A few weeks ago, I posited in a post ("A double standard?") whether their was any significance to the fact that the general media had intensely scrutinized issues involving Republican U.S. Attorney Rachel Paulose's Office, but had virtually ignored issues at DFL Attorney General Lori Swanson's Office. I provocatively threw it out for comment whether their differing political affiliations may have played into the disparate media coverage. That post led to a lot of debate.

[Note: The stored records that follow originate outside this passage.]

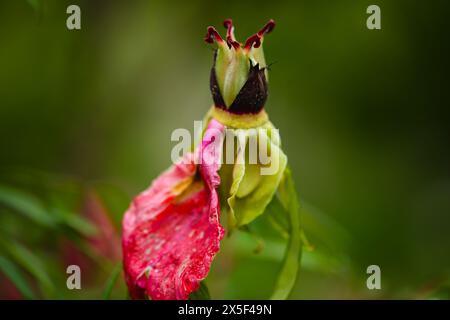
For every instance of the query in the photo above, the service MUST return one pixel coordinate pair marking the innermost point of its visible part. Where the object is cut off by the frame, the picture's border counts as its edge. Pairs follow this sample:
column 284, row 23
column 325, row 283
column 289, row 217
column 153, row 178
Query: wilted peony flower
column 172, row 230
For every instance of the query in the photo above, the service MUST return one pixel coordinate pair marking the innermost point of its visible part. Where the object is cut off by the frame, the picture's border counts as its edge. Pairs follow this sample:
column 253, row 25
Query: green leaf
column 201, row 294
column 253, row 186
column 288, row 273
column 30, row 262
column 14, row 274
column 112, row 281
column 27, row 205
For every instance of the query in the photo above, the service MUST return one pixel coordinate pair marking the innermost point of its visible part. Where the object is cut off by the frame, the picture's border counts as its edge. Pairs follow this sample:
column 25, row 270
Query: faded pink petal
column 171, row 232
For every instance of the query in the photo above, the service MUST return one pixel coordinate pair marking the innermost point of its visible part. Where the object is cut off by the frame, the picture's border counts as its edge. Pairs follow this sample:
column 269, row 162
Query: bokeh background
column 86, row 118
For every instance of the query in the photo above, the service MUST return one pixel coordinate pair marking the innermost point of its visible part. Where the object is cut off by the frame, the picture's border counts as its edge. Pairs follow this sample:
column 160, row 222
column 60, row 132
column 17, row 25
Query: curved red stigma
column 231, row 40
column 255, row 40
column 212, row 35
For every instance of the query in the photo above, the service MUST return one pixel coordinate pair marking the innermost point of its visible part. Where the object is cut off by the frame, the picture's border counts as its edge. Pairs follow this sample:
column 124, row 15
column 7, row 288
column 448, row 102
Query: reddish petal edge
column 168, row 242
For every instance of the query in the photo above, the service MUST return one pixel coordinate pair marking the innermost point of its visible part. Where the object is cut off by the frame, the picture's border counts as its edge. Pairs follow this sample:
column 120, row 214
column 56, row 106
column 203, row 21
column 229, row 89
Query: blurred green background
column 86, row 118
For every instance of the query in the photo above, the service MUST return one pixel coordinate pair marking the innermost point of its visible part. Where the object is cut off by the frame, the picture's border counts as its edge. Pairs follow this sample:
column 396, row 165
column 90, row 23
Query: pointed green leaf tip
column 233, row 61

I was curious if things had changed at all after it was revealed on April 26 that there were indeed significant management issues at the AG's Office and that the employees there were battling to unionize. So I went through the Star Tribune's archives and pulled up all the articles or blog entries chronicling issues at the two offices from April 27 until today. Here is what I came up with:

Issues at AG’s Office
-- “DFL rift exposed in fight between AG’s Office, Union” (4/27)
-- “Swanson-AFSCME Dispute intensifies” (4/28)
-- “Hatch quits post in AG’s office” (5/2)
-- Nick Coleman: “Mad Mike made for one AG too many” (5/2)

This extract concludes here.